After the long, happy, sunny day the white cart of Aszszony Semeyer joined the line of carts which wound along from the vineyard, filled with gay toilers. At her brother's farm they stayed all night, for the vintage dance upon the grass under the golden glow of the harvest moon was too fair a sight to miss.

They stayed, too, for the nut-gathering. Hungarian hazel nuts are celebrated the world over, and the nutting was as much a fête as had been the vintage. This was the last frolic of the year, and the children went back to Harom Szölöhoz to work hard all winter. Banda Bela still helped the swine-herd, but Marushka was no longer a goose girl. Aszszony Semeyer had grown very fond of the little girl and spent long hours teaching her to sew and embroider. Many salt tears little Marushka shed over her Himmelbelt, or marriage bed-cover. Every girl in Hungary is supposed to have a fine linen bedspread embroidered ready to take to her home when she is married. It takes many months to make one of them, and Marushka's was to be a very elaborate one.

The linen was coarse, but spun from their own flax by Aszszony Semeyer herself. In design Marushka's Himmelbelt was wonderful. The edge was to be heavily embroidered in colours, and in one corner was Marushka's name, a space being left for the day of the wedding. In the centre was a wedding hymn which was embroidered in gay letters, and began:

"Blessed by the Saints and God above I'll be
If I do wed the man who loveth me;
Then may my home be full of peace and rest,
And I with goodly sons and daughters blest!"

Marushka worked over it for hours and grew to fairly hate the thought of marrying.

"I shall never, never marry," she sobbed. "I shall never finish this horrid old Himmelbelt and I suppose I can't be married without it."

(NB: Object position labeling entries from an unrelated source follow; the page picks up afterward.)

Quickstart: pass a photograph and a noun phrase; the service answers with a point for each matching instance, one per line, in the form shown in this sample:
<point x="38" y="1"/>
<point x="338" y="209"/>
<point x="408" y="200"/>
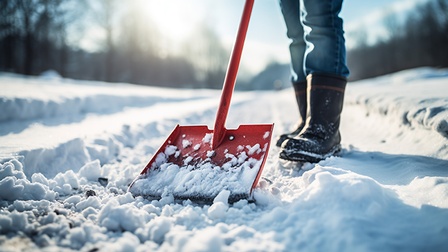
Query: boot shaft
<point x="325" y="101"/>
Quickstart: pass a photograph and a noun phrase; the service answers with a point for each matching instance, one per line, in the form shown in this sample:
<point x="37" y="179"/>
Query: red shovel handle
<point x="230" y="79"/>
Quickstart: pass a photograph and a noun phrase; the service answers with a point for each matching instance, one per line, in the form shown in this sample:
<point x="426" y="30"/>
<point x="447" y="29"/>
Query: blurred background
<point x="187" y="43"/>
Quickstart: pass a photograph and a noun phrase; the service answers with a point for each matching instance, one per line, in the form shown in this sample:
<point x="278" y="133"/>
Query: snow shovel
<point x="198" y="163"/>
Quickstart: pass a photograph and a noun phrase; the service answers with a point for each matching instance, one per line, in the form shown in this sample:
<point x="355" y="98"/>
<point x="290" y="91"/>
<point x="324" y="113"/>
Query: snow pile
<point x="64" y="177"/>
<point x="416" y="105"/>
<point x="199" y="181"/>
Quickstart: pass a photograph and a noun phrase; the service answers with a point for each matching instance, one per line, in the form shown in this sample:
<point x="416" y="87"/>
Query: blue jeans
<point x="317" y="35"/>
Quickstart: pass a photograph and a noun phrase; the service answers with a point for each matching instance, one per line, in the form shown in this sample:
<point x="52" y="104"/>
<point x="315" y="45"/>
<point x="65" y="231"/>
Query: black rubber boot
<point x="300" y="93"/>
<point x="321" y="137"/>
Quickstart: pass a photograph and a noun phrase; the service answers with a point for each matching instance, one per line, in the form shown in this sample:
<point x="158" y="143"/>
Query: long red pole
<point x="230" y="79"/>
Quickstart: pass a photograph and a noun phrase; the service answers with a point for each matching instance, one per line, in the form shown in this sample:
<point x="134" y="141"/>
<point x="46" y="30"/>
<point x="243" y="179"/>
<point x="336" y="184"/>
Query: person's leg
<point x="324" y="35"/>
<point x="327" y="72"/>
<point x="291" y="14"/>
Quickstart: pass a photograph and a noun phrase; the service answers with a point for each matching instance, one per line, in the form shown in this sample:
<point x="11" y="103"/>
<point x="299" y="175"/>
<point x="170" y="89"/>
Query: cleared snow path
<point x="64" y="174"/>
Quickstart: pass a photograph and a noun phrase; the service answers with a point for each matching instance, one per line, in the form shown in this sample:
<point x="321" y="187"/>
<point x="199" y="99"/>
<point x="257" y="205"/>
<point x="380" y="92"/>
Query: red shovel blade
<point x="187" y="167"/>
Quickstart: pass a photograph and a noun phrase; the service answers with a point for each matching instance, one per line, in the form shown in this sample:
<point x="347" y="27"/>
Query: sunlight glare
<point x="174" y="18"/>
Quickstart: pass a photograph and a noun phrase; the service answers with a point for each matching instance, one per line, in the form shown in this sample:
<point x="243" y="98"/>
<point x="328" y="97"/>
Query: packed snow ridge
<point x="69" y="150"/>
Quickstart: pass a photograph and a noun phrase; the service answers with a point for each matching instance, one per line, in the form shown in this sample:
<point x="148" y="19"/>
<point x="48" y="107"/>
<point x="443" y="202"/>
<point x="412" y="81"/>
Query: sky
<point x="266" y="40"/>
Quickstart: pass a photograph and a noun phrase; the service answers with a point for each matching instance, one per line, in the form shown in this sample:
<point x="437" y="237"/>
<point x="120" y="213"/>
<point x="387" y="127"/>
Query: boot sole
<point x="303" y="156"/>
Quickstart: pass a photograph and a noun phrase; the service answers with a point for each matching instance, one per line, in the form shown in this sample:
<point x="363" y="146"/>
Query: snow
<point x="69" y="150"/>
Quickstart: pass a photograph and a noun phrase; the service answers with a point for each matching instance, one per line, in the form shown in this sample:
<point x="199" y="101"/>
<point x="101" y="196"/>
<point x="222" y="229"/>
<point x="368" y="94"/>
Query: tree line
<point x="38" y="35"/>
<point x="420" y="40"/>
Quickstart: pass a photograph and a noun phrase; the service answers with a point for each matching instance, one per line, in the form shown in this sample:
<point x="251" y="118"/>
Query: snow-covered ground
<point x="69" y="149"/>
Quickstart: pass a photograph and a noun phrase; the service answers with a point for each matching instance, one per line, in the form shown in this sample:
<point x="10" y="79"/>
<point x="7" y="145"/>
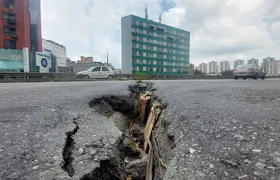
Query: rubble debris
<point x="129" y="114"/>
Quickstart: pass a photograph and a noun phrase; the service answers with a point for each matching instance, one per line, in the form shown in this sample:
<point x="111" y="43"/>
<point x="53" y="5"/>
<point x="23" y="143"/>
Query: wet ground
<point x="222" y="129"/>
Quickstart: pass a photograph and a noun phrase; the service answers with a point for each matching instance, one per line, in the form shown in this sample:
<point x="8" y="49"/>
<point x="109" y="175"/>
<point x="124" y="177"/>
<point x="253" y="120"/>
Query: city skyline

Banda Bela sympathized with her and often played for her while she worked. Through the long winter the children learned to read and write, for all children are compelled to go to school in Hungary, and the Gypsies are the only ones who escape the school room.

Marushka learned very fast. Her mind worked far more quickly than did Banda Bela's, though he was so much older. There was nothing which Marushka did not want to know all about; earth, air, sky, water, sun, wind, people, — all were interesting to her.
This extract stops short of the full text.